If a huge dataset as an input, then it might be possible that the dataset will be processed in chunks inside Faiss. It is possible to speedup the overall processing by increasing the sizes of chunks, thus increasing the effectiveness of cache and linear algebra operations. On the other hand, it increases the amount of RAM for the allocated chunks and the time that is needed for such allocations. Here is the list of various buffer sizes that one may vary:

faiss::LocalSearchQuantizer.chunk_size
faiss::AdditiveQuantizer.max_mem_distances
faiss::multi_index_quantizer_search_bs
faiss::index2layer_sa_encode_bs
faiss::product_quantizer_compute_codes_bs

(todo: add others)

Intrinsics and AVX-512

Faiss uses certain custom kernels that involve the usage AVX2 or ARM NEON intrinsics. Currently, Faiss does not provide specialized AVX-512 kernels (except for faiss/utils/distances_fused/avx512.h, which needs to be enabled manually). Historically, there are three reasons for this:

AVX-512 computations lead to CPU downclocking, which typically result in a lower performance (compared vs AVX2 version).
AVX-512 kernels need developer time and dedication, and kernels may be tricky to create and benchmark (perf, Intel VTune, uica.uops.info, etc.)
AVX-512 increases the compilation time. Also, Faiss may use Intel MKL library that is capable of using AVX-512 under the hood (if MKL decides to), and it common that GEMM operations take the most of the time.

As of today (Jan 2023):

AVX-512 downclocking seems to be fixed in new generations of Intel CPUs.
AMD Zen4 seems to provide support for AVX-512 instructions.
bfloat16 instructions come to AVX-512, which can be used for certain cases, such as Additive Quantizers. But it needs to be created and benchmarked first.

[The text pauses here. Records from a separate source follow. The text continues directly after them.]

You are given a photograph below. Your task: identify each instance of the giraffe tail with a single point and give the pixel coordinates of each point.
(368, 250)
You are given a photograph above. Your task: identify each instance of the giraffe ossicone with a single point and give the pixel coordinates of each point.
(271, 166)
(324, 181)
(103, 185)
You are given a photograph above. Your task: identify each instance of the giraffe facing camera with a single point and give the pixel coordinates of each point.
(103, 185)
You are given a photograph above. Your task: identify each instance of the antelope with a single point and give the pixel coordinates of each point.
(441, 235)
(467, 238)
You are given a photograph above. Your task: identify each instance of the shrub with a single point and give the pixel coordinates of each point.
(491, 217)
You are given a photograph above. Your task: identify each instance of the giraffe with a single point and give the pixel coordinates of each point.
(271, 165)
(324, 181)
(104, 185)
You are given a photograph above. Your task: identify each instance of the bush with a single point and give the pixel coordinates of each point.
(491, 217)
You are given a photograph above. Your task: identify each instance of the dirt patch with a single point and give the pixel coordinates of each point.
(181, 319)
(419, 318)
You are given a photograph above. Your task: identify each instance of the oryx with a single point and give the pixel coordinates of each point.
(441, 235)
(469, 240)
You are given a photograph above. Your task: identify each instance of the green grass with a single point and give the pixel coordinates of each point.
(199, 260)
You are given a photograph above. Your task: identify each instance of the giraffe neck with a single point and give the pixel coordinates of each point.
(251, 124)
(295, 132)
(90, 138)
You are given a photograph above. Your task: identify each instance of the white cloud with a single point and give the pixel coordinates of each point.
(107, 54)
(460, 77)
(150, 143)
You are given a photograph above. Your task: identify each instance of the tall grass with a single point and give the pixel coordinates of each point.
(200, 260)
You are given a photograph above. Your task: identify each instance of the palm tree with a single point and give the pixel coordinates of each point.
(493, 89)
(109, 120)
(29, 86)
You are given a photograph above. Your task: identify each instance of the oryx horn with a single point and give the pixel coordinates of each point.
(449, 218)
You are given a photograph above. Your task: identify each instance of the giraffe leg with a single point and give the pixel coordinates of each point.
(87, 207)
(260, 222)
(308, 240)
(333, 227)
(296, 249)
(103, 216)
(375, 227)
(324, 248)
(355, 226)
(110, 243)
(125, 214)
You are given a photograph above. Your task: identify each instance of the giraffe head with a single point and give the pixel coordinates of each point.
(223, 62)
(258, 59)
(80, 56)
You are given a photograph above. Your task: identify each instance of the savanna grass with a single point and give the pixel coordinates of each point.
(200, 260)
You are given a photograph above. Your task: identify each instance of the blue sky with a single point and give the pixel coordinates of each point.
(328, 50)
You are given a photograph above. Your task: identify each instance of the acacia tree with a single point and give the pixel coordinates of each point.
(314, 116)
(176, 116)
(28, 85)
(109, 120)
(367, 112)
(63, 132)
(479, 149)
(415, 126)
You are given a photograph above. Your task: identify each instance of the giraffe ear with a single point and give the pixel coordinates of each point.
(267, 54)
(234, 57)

So, it is possible that Faiss will add some AVX-512 kernels in the future.

Faiss may use Intel MKL library, which allows to enable/disable certain instruction sets via the following. Maybe, it will be beneficial for your CPU to disable AVX-512 for MKL.

The hardware: CPU

(todo: add)

The hardware: GPU

(todo: add)

Speed vs accuracy: pick the index family

(todo: add)

Speed vs accuracy: approximate versions of algorithms

(todo: add about top-k heap)

Vector codecs

(todo: add)

Advanced: C++ templates

Faiss is implemented in C++ and it heavily utilizes template dispatching for various cases. For example, this is the function (faiss/utils/distances_simd.cpp) that computes inner products between a single d-dimenionsal vector x and ny d-dimensional vectors y. As one may see, there are specialized cases for the dimensionalities of 1, 2, 4, 8 and 12, which reference to custom kernels, otherwise the implementation relies on a general-purposes code and a compiler.

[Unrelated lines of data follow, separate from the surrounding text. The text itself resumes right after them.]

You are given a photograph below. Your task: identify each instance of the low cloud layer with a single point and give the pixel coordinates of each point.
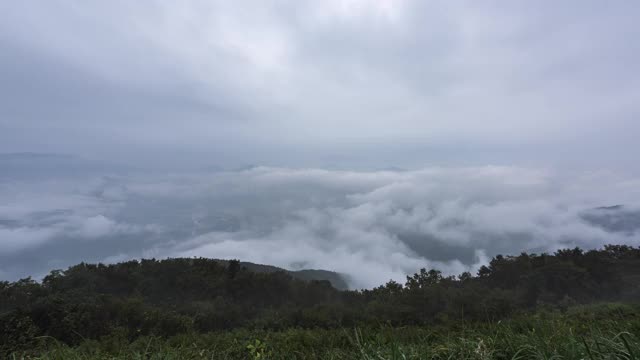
(372, 226)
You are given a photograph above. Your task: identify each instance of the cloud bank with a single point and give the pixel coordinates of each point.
(372, 226)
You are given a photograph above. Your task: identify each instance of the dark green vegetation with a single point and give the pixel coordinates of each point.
(527, 306)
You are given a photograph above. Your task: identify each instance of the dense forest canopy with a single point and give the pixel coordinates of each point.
(173, 296)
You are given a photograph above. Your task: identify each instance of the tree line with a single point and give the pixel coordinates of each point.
(199, 295)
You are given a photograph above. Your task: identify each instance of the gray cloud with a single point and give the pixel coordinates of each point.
(410, 82)
(373, 226)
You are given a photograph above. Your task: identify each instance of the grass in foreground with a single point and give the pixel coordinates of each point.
(606, 332)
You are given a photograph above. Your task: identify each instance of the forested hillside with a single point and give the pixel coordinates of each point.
(170, 297)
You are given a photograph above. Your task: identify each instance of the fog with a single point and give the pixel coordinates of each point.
(372, 226)
(371, 138)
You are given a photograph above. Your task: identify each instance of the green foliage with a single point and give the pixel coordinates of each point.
(526, 306)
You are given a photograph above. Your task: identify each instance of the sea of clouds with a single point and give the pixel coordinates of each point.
(369, 225)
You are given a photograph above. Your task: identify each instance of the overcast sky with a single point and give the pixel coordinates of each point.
(349, 83)
(390, 135)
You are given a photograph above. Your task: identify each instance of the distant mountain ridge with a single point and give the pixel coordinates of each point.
(337, 280)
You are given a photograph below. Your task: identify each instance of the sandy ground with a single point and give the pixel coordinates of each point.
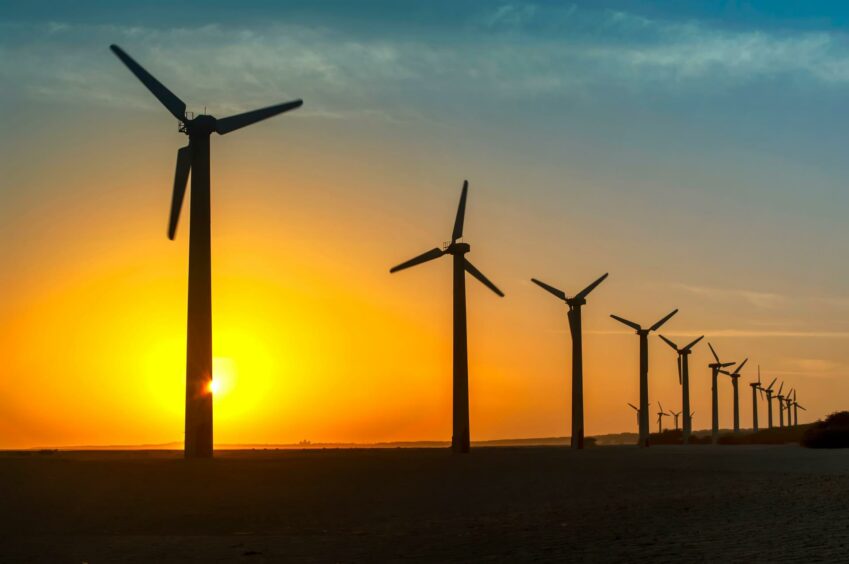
(664, 504)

void fvec_inner_products_ny(
        float* dis,
        const float* x,
        const float* y,
        size_t d,
        size_t ny) {
#define DISPATCH(dval)                                  \
    case dval:                                          \
        fvec_op_ny_D##dval<ElementOpIP>(dis, x, y, ny); \
        return;

    switch (d) {
        DISPATCH(1)
        DISPATCH(2)
        DISPATCH(4)
        DISPATCH(8)
        DISPATCH(12)
        default:
            fvec_inner_products_ny_ref(dis, x, y, d, ny);
            return;
    }
#undef DISPATCH
}

Custom specialized kernels tend to show better performance than a general-purpose code, but at the cost of the binary size.

Please feel free to add some custom kernels that fit your case, if appropriate, and send us a pull request with your change! :)

Advanced: fused kernels

faiss/utils/distances_fused/distances_fused.h contains a fused kernel that combines the L2 distance computation and the closest nearest search neighbor search.

Feedback

All the feedback regarding the Faiss execution speed is highly appreciated! The most valuable feedback would be a reproducible standalone python script or a C++ small program that allows to detect hot-spots inside Faiss.